The economic storms of recent years have raised concerns about growing inequality and questions about a core national faith, that even Americans of humble backgrounds have a good chance of getting ahead. Most of the discussion has focused on labor market forces like falling blue-collar wages and lavish Wall Street pay.

But striking changes in family structure have also broadened income gaps and posed new barriers to upward mobility.

The advantage of comparing is to personalize and give life to ‘trends’ in our social fabric. The disadvantage of using real examples is that readers may trivialize the significance of a trend by making pronouncements on individual morality and choices and not look at real trends. Often little is offered for the psychological reasons for choices other than “shoulda known better”. Individual choices are of course tremendously important, but fail to explain the much larger trends.

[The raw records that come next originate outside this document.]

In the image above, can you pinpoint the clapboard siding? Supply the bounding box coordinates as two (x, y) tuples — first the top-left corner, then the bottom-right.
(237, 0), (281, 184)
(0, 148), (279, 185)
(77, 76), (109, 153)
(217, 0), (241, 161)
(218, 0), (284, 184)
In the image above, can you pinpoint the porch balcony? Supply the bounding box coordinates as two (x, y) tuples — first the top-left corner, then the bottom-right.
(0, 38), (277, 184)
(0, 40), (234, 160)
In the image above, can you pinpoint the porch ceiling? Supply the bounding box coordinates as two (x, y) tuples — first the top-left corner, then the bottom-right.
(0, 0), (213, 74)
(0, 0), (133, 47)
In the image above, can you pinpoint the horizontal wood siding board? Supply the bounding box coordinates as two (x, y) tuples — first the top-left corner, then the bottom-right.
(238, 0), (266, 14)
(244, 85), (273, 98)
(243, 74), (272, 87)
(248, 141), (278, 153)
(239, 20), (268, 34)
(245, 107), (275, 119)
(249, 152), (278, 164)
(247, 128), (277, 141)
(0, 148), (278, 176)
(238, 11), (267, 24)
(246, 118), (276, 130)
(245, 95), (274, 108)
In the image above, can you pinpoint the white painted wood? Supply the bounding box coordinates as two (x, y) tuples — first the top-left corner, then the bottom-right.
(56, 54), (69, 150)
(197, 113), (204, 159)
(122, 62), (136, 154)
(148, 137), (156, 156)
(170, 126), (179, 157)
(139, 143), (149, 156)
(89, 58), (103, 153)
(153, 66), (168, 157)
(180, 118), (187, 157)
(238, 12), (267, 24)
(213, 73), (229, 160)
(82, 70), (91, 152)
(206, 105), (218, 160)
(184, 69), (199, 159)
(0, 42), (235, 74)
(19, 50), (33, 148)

The significant growing necessity of having two paychecks to raise a family is mentioned, and also the type of jobs women tend to get at lower pay compounding the difficulty of making enough money. Also mentioned is Ronald Reagan’s earned income credit to help alleviate what could have been much more severe poverty. There was no mention of medicaid, and no mention of what state the two women lived in. Not mentioned is the profound decrease in the labor participation rate for male ‘blue collar’ workers and subsequent dislocations  (lower wages for men were given slight mention).

One important  thought is that a significant number of people have dropped out of the ‘middle class’.